Erzmikroskopie ist ein extrem spezielles Thema, von dem ich auch praktisch keine Ahnung habe.

ZitatHallo Peter,

aber ich will doch möglichst nur das Licht, dass genau senkrecht reflektiert wird. Da ist es doch sinvoll, die Aperturblende weitgehend zu schliessen? Mir ist klar, dass das die Abbildung verschlechtert, aber es geht ja hier eher um die Helligkeits- und Farbunterschiede, denn um hochauflösende Abbildung.

Ich kann mir aber nicht vorstellen, dass hier gänzlich andere Gesetze gelten als in der übrigen Mikroskopie. Es ist schon klar, dass es nicht um Auflösung geht, aber ein vollständiges Zuziehen der Aperturblende mit enstprechend massiven Beugungsartefakten müsste doch auch die Auswertbarkeit verschlechtern - oder?

Letztlich ist das zwar kein Argument, aber die Bilder von Holger Adelmann, der sich ja intensiv mit dr Themattik beschäftigt hat, sehen anders aus:

https://www.mikroskopie-forum.de/index.php?topic=13515.msg107661#msg107661 (https://www.mikroskopie-forum.de/index.php?topic=13515.msg107661#msg107661)

Herzliche Grüße
Peter
Titel: Re: Anisotropieeffekte in der Erzmikroskopie
Beitrag von: Florian D. in Juni 15, 2020, 08:53:46 VORMITTAG
Hallo Peter,

also die Bilder bei niedrigeren Vergrösserungen finde ich jetzt nicht mehr so viel schlechter als die Bilder von Holger, obwohl ich da kein so geschultes Auge dafür habe, wie Du.
Selbst wenn Erzmikroskopie jetzt ein spezielles Thema ist, so hast Du ja viel Erfahrung mit Auflichtmikroskopie und Photographie.

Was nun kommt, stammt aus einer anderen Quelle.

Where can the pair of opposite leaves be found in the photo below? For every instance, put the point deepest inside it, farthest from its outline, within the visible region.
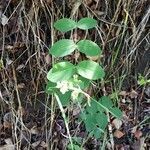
(66, 46)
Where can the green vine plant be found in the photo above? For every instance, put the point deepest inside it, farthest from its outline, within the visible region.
(68, 82)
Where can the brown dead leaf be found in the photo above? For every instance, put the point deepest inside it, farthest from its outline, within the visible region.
(9, 145)
(118, 134)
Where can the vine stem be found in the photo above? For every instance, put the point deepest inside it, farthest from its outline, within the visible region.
(65, 119)
(109, 125)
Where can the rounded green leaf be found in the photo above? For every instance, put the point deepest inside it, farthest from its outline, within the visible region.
(62, 48)
(61, 71)
(89, 48)
(90, 70)
(86, 23)
(51, 87)
(65, 24)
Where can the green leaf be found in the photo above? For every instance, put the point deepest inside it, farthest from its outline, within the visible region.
(65, 25)
(116, 112)
(51, 87)
(89, 48)
(62, 48)
(90, 70)
(86, 23)
(90, 122)
(61, 71)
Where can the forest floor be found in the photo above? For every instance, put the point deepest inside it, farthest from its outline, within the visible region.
(29, 118)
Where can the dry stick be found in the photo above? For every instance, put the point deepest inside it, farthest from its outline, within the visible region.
(20, 114)
(108, 117)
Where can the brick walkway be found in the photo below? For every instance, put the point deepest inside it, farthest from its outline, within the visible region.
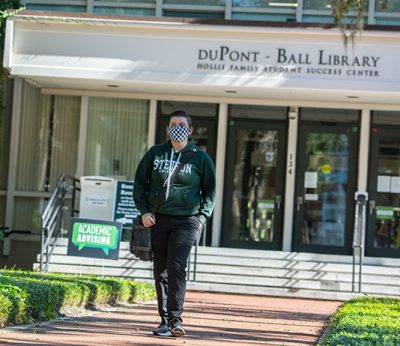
(209, 319)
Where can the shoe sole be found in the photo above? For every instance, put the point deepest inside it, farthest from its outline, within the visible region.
(163, 334)
(177, 332)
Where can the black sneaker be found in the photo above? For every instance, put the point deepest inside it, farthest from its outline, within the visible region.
(162, 330)
(177, 330)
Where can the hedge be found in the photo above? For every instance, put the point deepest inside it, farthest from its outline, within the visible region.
(365, 321)
(29, 296)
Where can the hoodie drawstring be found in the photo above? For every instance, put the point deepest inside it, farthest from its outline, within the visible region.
(171, 171)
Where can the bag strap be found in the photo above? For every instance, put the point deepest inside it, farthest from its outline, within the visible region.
(184, 161)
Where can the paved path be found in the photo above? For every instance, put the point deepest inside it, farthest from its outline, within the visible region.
(209, 319)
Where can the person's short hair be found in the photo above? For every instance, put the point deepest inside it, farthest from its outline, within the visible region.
(182, 114)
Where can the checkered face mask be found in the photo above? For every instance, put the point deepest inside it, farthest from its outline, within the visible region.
(178, 133)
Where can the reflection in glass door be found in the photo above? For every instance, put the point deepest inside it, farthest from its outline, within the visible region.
(254, 187)
(383, 235)
(325, 188)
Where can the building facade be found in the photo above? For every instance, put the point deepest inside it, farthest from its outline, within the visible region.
(296, 122)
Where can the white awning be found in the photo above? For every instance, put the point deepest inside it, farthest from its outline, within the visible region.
(203, 60)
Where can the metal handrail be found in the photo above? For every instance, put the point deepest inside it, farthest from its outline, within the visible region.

Ich habe ein Problem, dass,  vor Allem bei 100x am unteren Rand wohl die Kante des Umlenkprismas als dunkle Abschattung sichtbar wird. Dies führt vorher schon zu Vignettierung. Ich habe natürlich die Leuchtfeldblende nur bis knapp über das Gesichtsfeld geöffnet und auch die Aperturblende auf ein förderliches Mass geöffnet.
Sollte ich heute Abend einige Minuten haben, werde ich mit dem Revolverilluminator von Ronald vergleichen. Ich bin mir nicht sicher, dass der Einzelobjektiv-Auflichtilluminator nicht dejustiert ist.

Viele Grüsse
Florian 

Viele Grüsse
Florian
Titel: Re: Anisotropieeffekte in der Erzmikroskopie
Beitrag von: olaf.med in Juni 15, 2020, 09:21:55 VORMITTAG
Lieber Florian,

Deine neuen Bilder befriedigen mich schon eher. Dass 100er-Objektiv ist sicher viel problematischer als das 20er.